Our goal is to be part of the global call for better, safer mental health services for all. We hope to do this by building bridges and growing understanding that people in crisis need more than just medicine. Feeling connected, finding meaning in crisis, and sharing tools for stability are all vital for a whole person approach.

There needs to be better funding for mental health services in all settings, and there will be opportunities during the day to share ideas for the future.  Our hope is that we can all move forward together into a more collaborative, compassionate chapter.

Mental health is everyone’s business

Mental illness is one of the biggest challenges of our age. The Mental Health Foundation says that one in four adults and one in ten children are likely to have a mental health problem in any year, and the economic cost to the UK is estimated at an annual 70 to 100 billion pounds.

The mental health system is struggling to cope with growing demand for services, and by 2020 mental ill health related problems will be second to heart disease as the leading contributor to the global burden of disease . Despite this, public spending is focused almost entirely on crisis, with not enough funding for prevention or resilience building. It’s time to look beyond the one in four statistic, and start thinking about mental distress as something that can happen to us all.

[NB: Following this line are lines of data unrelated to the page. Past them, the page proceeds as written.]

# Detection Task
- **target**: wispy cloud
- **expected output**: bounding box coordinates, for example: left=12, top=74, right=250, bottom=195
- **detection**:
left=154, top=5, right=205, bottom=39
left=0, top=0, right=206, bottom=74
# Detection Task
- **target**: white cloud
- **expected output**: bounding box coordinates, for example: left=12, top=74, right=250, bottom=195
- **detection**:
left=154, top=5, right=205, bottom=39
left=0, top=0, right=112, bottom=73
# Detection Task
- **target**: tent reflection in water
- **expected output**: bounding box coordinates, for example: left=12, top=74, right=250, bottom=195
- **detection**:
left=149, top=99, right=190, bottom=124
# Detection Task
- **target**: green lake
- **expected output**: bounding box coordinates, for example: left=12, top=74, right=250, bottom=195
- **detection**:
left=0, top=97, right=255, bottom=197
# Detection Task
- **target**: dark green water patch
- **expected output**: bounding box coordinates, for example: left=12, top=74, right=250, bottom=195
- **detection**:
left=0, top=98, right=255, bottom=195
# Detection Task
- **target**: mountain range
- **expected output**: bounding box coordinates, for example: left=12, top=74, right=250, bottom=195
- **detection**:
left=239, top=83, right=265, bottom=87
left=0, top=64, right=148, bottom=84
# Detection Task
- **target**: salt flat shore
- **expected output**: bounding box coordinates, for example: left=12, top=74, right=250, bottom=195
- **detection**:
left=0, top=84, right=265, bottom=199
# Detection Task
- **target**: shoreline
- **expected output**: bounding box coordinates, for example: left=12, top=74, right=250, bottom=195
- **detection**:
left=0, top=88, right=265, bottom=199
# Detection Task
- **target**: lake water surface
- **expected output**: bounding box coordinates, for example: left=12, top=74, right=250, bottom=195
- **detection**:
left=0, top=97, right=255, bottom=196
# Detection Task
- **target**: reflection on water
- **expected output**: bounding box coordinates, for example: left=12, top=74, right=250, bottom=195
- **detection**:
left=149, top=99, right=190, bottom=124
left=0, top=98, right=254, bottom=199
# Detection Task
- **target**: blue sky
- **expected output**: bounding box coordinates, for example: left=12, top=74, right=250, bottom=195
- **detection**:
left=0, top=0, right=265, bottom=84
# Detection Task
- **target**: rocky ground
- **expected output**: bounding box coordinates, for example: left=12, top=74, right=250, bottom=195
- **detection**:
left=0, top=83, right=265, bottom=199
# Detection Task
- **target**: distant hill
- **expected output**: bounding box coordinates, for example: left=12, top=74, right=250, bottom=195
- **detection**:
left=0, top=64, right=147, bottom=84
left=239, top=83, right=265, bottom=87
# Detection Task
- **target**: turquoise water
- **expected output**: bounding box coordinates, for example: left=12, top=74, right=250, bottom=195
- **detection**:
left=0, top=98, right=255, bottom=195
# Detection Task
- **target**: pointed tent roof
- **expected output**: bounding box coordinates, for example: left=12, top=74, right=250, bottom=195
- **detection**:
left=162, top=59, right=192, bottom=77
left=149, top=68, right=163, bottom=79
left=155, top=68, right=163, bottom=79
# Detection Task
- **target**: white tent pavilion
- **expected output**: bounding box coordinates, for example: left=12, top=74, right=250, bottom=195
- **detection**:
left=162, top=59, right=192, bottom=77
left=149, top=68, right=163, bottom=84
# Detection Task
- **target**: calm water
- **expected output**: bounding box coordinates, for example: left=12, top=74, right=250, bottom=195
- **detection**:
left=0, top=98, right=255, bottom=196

“There’s ‘Them’ and there’s ‘Us’. We are well, happy and safe. They are mentally ill and dangerous. Is this really true? Or is the uncomfortable truth that there’s a continuum, a scale along which we all slide back and forth during our lives. When we separate ourselves we hurt those labelled as sick, ill, even mad, but we also hurt ourselves…” Only Us Campaign 

What people say 

“We all experience problems with our mental health at points in our lives. What we often want most at those times is to be met with a compassionate response. Unfortunately that isn’t always what happens in our mental health services. Conferences like this are badly needed to explore why that is and to inspire change so that our services become places of compassion, comfort and hope in dark times.” Anne Cooke, Consultant Clinical Psychologist.